# Mole Concept PBL

## Introduction

In order to exhibit a complete understanding of the mole concept and create a study guide for other students, we created a video with a brief note summary.
The Mole Concept PBL

## Molar Mass

The total atomic mass for the compound. You find it by adding up the atomic masses for all the elements within the compound.
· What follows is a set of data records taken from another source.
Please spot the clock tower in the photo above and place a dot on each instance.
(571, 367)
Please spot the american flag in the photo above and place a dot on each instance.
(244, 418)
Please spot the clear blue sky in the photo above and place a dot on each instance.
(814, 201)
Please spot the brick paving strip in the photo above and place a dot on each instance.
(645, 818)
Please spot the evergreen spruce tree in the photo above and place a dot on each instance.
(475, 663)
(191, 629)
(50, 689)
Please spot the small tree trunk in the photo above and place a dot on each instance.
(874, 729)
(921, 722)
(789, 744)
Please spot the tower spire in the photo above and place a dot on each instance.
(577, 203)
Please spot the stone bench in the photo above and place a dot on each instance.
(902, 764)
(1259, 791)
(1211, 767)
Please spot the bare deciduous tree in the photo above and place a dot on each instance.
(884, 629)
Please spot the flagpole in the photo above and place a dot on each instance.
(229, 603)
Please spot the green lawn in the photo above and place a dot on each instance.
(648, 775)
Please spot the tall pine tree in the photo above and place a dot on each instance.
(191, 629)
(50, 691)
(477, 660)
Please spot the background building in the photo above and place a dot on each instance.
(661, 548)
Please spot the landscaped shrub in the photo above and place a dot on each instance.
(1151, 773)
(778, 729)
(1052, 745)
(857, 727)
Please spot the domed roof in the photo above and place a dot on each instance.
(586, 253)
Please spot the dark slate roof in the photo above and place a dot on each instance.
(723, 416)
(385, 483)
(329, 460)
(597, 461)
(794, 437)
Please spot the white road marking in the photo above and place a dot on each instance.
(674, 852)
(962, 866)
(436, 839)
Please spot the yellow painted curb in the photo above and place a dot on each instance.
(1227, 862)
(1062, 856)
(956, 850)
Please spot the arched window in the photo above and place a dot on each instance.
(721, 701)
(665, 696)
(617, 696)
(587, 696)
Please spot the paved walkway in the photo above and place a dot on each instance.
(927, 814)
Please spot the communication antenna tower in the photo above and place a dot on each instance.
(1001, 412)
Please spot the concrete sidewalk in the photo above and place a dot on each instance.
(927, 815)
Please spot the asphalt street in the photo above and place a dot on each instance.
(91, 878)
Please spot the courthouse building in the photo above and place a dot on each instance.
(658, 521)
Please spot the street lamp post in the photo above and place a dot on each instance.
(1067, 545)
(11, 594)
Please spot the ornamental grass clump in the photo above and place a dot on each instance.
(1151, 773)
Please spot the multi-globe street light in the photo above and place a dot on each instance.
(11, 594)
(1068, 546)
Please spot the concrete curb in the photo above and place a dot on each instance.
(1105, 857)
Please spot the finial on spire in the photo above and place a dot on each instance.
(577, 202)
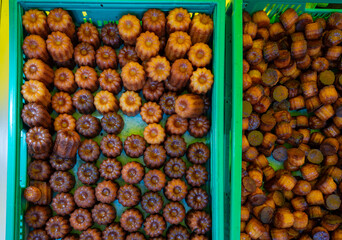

***Note: subscripts tell you how many atoms of that specific element are in the compound, and when calculating the molar mass for these elements you need to multiply it by the subscript

Example:

H2O
H( 2 atoms) = 1g x 2

O= 16g

2g + 16g = 18g

THERE IS 1 GRAM PER 1 MOLE SO...

Molar Mass: 18 g/mole

**masses in example were rounded from the periodic table

## Percent Yield

The percent yield has two parts: actual yield and theoretical yield. Actual yield is the amount of product produced by a chemical reaction. Theoretical yield is the maximum amount of a product that can be produced in a balanced reaction. The actual yield is usually less than the theoretical yield.

Formula:

%Yield = (Actual yield/ Theoretical yield) x 100

Example: When potassium chromate is added to a solution of .500g silver nitrate, .455g of solid silver chromate is formed. What is the percent yield?

K2CrO4 + 2AgNO3 → Ag2CrO4 + 2KNO3

.500g AgNO3 x 1 mol AgNO3 x 1 mol Ag2CrO4 x 336.8g Ag2CrO4 =

169.9g AgNO3 2 mol AgNO3 1 mol Ag2CrO4

.488g Ag2CrO4 produced yet only produced .455g Ag2CrO4

SO...

.455g Ag2CrO4 x 100 = 93.2 % yield

.488g Ag2CrO4

## Percent Composition

You find the percent composition by finding the mass of the element divided by the total mass of the compound. This decimal multiplied by 100 is the percent composition.

Example:

Percent composition of MgO:

Molar mass: 24g (Mg) + 16g (O) = 40g

% Mg = 24/40 x 100 = 60 %

% O = 16/40 x 100 = 40 %

**Masses are rounded off periodic table

## Empirical and Molecular Formula

Empirical Formula: The simplest positive integer ratio of atoms of each element present in a compound.

Molecular Formula: Identifies the number of each type of atom in a molecule.

Example: H6O6
H6O6
^ Molecular

HO

^Empirical

## Reaction Stoichiometry

Reaction stoichiometry is determining the amount of substance that is consumed or produced by a reaction.

Example:

CaCO3 + 2 HCl → CaCl2 + CO2 + H2O

Calculate moles of CO2 produced.

54.6g CO2 x (1 mol CO2/ 44.01g) = 1.24 mol CO2

Calculate moles of HCl consumed and moles of CaCl2 produced using stoichiometric factors derived from the balanced chemical equation.

1.24 mol CO2 x (2 mol HCl/1 mol CO2) = 2.48 mol HCl

1.24 mol CO2 x (1 mol CaCl2/1 mol CO2) = 1.24 mol CaCl2

Calculate mass (in grams) of CaCl2 produced.

1.24 mol CaCl2 x (111.0 g/1 mol CaCl2) = 138 g CaCl2

## Limiting Reactants

The reactant in a chemical reaction that limits the amount of product that can be produced.